When Marvel announced that a woman would inherit the powers and name of Thor, a small subsection of fans cried foul. Convinced — once again — that any progress in making the comics world more inclusive was actually an overt slight against men, they quickly honed in on a specific line of attack: “Thor” is the god’s name. It is not a title that can just be assumed by someone else.

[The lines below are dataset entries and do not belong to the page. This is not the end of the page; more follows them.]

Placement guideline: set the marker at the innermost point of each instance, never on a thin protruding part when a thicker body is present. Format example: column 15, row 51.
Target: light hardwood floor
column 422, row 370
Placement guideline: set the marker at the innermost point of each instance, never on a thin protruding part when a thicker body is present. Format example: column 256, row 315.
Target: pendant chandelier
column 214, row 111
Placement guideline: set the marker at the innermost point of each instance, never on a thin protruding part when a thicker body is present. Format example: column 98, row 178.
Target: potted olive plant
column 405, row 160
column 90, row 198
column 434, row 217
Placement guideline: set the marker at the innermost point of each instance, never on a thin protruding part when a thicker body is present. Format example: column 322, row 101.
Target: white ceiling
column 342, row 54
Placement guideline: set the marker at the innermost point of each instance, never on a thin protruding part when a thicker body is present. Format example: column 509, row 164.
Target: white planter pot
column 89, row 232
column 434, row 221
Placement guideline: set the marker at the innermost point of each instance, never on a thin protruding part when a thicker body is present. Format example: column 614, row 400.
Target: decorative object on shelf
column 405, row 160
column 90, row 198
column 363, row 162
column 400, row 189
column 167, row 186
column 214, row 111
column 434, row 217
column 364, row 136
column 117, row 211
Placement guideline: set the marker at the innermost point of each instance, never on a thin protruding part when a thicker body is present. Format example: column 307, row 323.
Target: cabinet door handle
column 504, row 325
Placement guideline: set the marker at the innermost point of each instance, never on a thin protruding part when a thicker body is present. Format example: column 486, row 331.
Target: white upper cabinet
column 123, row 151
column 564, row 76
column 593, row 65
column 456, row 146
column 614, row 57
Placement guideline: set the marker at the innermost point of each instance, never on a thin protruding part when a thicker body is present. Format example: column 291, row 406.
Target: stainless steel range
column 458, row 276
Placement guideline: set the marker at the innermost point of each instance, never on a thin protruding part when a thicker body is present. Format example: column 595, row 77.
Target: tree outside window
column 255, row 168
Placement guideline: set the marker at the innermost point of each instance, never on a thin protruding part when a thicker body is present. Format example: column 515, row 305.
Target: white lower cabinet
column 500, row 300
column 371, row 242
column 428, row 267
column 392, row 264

So that is the only reason they were upset — not because they are conflating a small change that gives women a more equal place at the comics table with actual discrimination against men.
Writer Jason Aaron created a proxy for the upset fans in the form of the Absorbing Man, Crusher Creel; and allowed Thor herself to weigh in on the “controversy” the way many of us would like to: with a strong right cross.
The fanboys are right, though. “Thor” is the god’s name, so their argument would almost make sense — if not for Eric Masterson.
Masterson was a supporting character first introduced in Thor #391. Sometime later, the original Thor is banished from Asgard and the Norse god Heimdal transforms Masterson into the “new Thor.” Masterson served as Thor starting in Thor #432 and lasting all the way until Thor #459 — a more than two year span.
Number of fanboys that got their Captain America underoos in a twist because “Thor” is the god’s name and someone else couldn’t inherit a name?
So you can tell me that it’s not about women; that you just are concerned with maintaining “the integrity of the character;” but like Thor herself, I’m not having any of it.